‘I can’t realise Roger there in papa’s library,’ said Cara, ‘or upstairs. Am I to live there? in the drawing-room. Will it never be changed?’
‘It is so pretty, Cara—and you would like the things to be as pleased her,’ said Miss Cherry, in trembling tones.
Cara did not make any response—her face wore a doubtful expression, but she did not say anything. She turned her back upon the landscape, and looked up at the house. ‘Shall I never come back just the same?’ she said. ‘Roger says so; but he is not clever—how should he know? what should change me? But the Square is not like the Hill,’ she added, with a little shiver. ‘Papa will not think of me as you do—everything for Cara; that will make a change.’
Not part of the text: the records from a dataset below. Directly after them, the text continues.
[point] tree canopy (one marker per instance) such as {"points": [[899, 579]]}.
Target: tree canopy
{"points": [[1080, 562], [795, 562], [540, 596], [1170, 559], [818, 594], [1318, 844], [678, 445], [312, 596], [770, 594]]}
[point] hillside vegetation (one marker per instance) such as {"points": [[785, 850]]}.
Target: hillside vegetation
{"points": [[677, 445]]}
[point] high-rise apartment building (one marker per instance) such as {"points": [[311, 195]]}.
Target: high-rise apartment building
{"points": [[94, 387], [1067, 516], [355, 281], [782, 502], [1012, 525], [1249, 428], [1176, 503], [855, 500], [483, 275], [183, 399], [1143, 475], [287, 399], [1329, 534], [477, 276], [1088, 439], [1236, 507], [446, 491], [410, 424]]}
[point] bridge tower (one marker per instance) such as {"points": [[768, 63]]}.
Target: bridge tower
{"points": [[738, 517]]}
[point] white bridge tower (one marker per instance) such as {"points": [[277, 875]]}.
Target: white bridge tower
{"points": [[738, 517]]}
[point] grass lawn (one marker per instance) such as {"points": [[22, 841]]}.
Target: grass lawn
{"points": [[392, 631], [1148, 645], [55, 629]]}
‘But you can think of him,’ said Cherry, ‘everything for him; and, perhaps, for a woman that is the happiest way of the two.’
Once more Cara was silent. Clouds of doubt, of reluctance, of unwilling repugnance, were floating through her mind. She had a horror and fear of the Square, in which her life was henceforward to be passed—and of her father, of whom she knew so much more than he was aware. For a moment the old tumult in her soul about the secret she had never told came surging back upon her, a sudden tide from which she could scarcely escape. ‘Come, Aunt Cherry,’ she said, suddenly seizing her astonished companion by the arm. ‘Come and play for us. We must have a dance on the lawn my last day.’
CHAPTER X.
THE SQUARE.
It was a rainy afternoon when Cara reached the Square. It had been settled, against Miss Cherry’s will, that she was to go alone. The girl, who was often ‘queer,’ especially when anything connected with her natural home, her father’s house, was in question, had requested that it should be so—and Miss Charity approved, to whose final decision everything was submitted at Sunninghill. ‘Don’t interfere with her,’ Miss Charity had said; ‘she is like her mother. She has a vein of caprice in her. You never could argue (if you remember) with poor Annie. You had either to give in to her, or to say no once for all, and stick to it. Carry is not like her mother all through—there are gleams of the Beresford in her. But there is a vein of caprice, and I wouldn’t cross her, just at this crisis of her life.’
‘But I don’t see why it should be such a crisis. It is a change of scene, to be sure, and leaving us ought to be a trial,’ said Miss Cherry, dubiously. The feeling within herself was, that she would have been glad had she been more sure that this was a trial. Girls were ungrateful in their lightheartedness, and sometimes loved the risks of independence. ‘It is not as if she were going among strangers,’ said Miss Cherry. ‘She is going to her home, and to her father.’
‘A father whom she has never known since she was a child—a house that has never lost the shadow of that dying!’